Let $G:=\text{SL}(3,\mathbb R)$, equipped with the usual subspace topology, acting on $\mathbb R^3$ by the canonical action. Consider subgroups $\Gamma:=\text{SL}(3,\mathbb Z)$ and $Q_1:=\{g\in G:ge_1=e_1\}$ where $e_1=(1,0,0)$. I wonder how to prove that the product $\Gamma Q_1$ is a closed subset of $G$.

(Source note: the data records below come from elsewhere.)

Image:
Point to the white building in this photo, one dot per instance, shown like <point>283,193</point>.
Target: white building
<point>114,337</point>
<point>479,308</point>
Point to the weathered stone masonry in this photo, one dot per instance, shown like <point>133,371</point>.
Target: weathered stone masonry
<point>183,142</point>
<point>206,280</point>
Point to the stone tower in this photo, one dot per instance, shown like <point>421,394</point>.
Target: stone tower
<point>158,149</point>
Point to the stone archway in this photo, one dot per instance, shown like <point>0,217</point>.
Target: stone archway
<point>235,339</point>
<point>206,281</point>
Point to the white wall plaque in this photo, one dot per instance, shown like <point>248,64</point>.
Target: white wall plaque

To begin with, let $\gamma_n q_n$ be a sequence in $\Gamma Q_1$ ($\gamma_n \in \Gamma$ and $q_n\in Q_1$) converging to $h\in G$. Consider $\gamma_n q_n e_1=\gamma_n e_1$. We can conclude from here that the first column of $\gamma_n$ with stabilize at some point. But I don't know how to proceed from here. Any other approaches will also be appreciated!
Let $\pi$ be the projection $G\to G/Q_1$.

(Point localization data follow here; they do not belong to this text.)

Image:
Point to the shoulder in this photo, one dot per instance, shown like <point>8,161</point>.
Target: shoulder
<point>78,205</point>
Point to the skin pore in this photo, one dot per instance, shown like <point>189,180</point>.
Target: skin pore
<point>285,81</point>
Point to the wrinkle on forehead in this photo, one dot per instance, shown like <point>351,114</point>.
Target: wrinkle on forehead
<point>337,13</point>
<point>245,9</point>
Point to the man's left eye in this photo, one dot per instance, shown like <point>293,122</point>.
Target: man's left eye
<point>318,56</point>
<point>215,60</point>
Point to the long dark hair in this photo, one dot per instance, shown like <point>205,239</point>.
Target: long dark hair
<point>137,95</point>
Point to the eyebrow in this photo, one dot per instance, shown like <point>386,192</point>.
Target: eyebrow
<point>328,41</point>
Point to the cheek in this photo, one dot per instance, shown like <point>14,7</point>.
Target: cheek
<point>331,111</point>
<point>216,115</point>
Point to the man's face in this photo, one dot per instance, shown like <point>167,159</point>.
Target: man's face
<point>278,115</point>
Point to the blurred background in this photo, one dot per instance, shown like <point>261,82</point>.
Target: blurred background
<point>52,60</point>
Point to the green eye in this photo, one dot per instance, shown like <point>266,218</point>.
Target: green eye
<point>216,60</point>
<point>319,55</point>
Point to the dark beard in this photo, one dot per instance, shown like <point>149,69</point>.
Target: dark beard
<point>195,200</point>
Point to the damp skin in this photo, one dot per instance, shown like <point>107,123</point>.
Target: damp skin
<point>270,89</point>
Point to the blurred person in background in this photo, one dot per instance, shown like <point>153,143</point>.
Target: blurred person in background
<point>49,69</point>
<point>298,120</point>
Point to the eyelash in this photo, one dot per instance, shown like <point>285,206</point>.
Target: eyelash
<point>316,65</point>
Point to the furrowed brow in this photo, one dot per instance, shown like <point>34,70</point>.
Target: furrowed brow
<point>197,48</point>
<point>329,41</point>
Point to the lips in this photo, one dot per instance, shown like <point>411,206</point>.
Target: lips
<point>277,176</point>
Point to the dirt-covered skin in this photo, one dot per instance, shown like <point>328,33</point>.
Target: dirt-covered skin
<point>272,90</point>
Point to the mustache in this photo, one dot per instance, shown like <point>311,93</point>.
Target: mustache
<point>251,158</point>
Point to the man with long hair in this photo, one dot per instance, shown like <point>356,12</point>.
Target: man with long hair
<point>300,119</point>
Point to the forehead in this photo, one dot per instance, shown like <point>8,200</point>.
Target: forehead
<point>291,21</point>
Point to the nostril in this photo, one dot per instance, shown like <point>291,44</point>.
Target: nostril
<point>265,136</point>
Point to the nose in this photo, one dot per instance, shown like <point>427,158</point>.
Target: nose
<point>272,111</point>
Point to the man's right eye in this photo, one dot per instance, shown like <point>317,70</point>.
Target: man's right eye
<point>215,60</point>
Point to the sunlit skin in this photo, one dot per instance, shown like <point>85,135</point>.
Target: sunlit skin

Then $\Gamma Q_1$ is closed in $G$ iff the orbit $\Gamma\pi(1)$ is closed in $G/Q_1$. Now observe that the map $g\mapsto ge_1$ induces an identification of $G/Q_1$ with $\mathbf{R}^3\smallsetminus\{0\}$, and in this identification, $\pi(1)=e_1$. Now we see that the orbit of $e_1$ is the set of primitive elements in $\mathbf{Z}^3$, which is obviously closed. This proves the result.
Now this can be translated to a more pedestrian proof. Let $g_n=\gamma_nq_n$ converge to $h$. Then $\gamma_ne_1=\gamma_nq_ne_1$ tends to $he_1$. Since $\gamma_ne_1$ converges and also belongs to the closed discrete subset $\mathbf{Z}^3$, we deduce that for $n$ large enough (as we now assume), it is constant, say equal to $\gamma e_1$ for some given $\gamma$. So $\gamma_ne_1=\gamma e_1$, which implies $\gamma^{-1}\gamma_n\in Q_1$, that is, $\gamma_n=\gamma q'_n$. So $\gamma^{-1}g_n=q'_nq_n$ converges, say to $q\in Q_1$. Thus $g_n$ converges to $\gamma q$, and hence $h=\gamma q\in \Gamma Q_1$.